Publicada: martes, 7 de abril de 2020 8:46
Actualizada: miércoles, 8 de abril de 2020 17:15

Hospitales de EE.UU. que luchan contra el nuevo coronavirus enfrentan severa escasez de equipos médicos clave, según un informe del Gobierno estadounidense.

Mediante un informe publicado el lunes, la Oficina del Inspector General del Departamento de Salud y Servicios Humanos de Estados Unidos advirtió que contrario a las garantías del presidente, Donald Trump, acerca de que hay suficientes recursos para enfrentar al nuevo coronavirus, denominado como COVID-19, los hospitales del país carecen de todo, desde ventiladores hasta termómetros y kits de prueba.

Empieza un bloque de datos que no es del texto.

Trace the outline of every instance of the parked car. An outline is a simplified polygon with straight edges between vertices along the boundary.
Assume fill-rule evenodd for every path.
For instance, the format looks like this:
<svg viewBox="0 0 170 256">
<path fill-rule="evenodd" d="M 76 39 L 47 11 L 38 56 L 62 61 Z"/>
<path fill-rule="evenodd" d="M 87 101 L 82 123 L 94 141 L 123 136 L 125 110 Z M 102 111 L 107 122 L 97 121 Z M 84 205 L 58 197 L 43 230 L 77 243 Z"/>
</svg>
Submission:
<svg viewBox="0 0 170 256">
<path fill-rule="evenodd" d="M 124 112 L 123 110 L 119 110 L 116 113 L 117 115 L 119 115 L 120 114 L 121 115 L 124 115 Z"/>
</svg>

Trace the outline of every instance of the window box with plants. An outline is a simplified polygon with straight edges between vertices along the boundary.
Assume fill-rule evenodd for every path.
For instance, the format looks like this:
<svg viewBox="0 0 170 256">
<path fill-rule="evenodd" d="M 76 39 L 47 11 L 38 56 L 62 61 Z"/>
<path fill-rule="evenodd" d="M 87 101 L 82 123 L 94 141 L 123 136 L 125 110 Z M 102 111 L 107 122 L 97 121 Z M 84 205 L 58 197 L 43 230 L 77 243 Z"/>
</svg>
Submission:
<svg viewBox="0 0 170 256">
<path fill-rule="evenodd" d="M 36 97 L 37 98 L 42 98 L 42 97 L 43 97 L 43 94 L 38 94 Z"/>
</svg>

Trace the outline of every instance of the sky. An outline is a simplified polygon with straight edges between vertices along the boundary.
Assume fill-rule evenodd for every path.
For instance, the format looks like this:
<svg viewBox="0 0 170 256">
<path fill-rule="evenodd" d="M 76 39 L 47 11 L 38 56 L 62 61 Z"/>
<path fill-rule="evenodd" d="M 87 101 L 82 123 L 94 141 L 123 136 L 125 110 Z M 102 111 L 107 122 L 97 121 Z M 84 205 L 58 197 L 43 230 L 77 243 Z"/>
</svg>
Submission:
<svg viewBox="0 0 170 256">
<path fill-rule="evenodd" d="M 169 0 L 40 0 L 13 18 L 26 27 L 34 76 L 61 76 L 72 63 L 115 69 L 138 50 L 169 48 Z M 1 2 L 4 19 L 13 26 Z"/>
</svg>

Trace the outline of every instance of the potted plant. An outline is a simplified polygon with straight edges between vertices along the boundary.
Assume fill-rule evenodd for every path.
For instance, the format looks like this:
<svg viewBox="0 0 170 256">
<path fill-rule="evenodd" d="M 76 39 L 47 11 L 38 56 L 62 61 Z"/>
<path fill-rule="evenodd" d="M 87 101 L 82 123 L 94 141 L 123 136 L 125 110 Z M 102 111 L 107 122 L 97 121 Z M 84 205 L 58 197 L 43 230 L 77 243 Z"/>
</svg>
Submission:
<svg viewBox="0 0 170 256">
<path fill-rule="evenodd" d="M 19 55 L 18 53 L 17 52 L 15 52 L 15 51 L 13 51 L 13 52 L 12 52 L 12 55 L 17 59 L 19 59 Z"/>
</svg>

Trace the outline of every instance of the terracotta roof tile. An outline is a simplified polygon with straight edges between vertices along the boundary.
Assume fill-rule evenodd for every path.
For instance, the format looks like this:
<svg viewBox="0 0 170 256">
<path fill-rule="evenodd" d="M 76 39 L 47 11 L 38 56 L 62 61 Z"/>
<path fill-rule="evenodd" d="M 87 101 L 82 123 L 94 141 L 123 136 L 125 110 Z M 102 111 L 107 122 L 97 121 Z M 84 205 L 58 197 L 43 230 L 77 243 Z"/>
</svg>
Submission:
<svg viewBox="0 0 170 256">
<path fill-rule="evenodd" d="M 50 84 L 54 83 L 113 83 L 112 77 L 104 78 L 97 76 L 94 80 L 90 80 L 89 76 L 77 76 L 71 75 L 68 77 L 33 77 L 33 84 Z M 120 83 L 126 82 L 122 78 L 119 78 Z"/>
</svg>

El informe alerta de una severa escasez en suministros médicos vitales y de la incapacidad del sistema de salud estadounidense en una fase crítica, cuando el país más afectado en el mundo por el letal virus está esperando sus días más difíciles en los que habrá mucha más muerte.

El documento indica que la falta de pruebas ha obligado a los hospitales a prolongar las estancias de los pacientes, empujándolos a funcionar más allá de sus capacidades, en tanto necesitan, además de los termómetros, desinfectantes, ropa de cama y alimentos, entre otros medios.

 

Los hallazgos son resultado de entrevistas realizadas en 323 hospitales de 46 estados del país norteamericano.

El estudio revela además la escasez generalizada de lo que se conoce como Equipo de Protección Personal (EPP) para los trabajadores médicos, situación que ha puesto en “riesgo tanto al personal médico como a los pacientes”.

El gobernador del Estado de Connecticut (noreste), Ned Lamont, alertó a principios de este mes de abril que la Reserva Nacional Estratégica de EE.UU. ahora está vacía de equipos médicos en medio de la rápida expansión de la pandemia.

La escasez de suministros médicos y en general la gestión del Gobierno estadounidense de la crisis provocada por el nuevo coronavirus, ha desatado una ola de críticas dentro del país norteamericano, donde gran número de ciudadanos y los gobernadores han alertado de consecuencias catastróficas si Trump sigue su actual política para lidiar con el letal virus.

Eso mientras, Estados Unidos, con más de 367 000 casos diagnosticados y 10 900 muertes ya se ha convertido en el país más afectado por el COVID-19 en el mundo.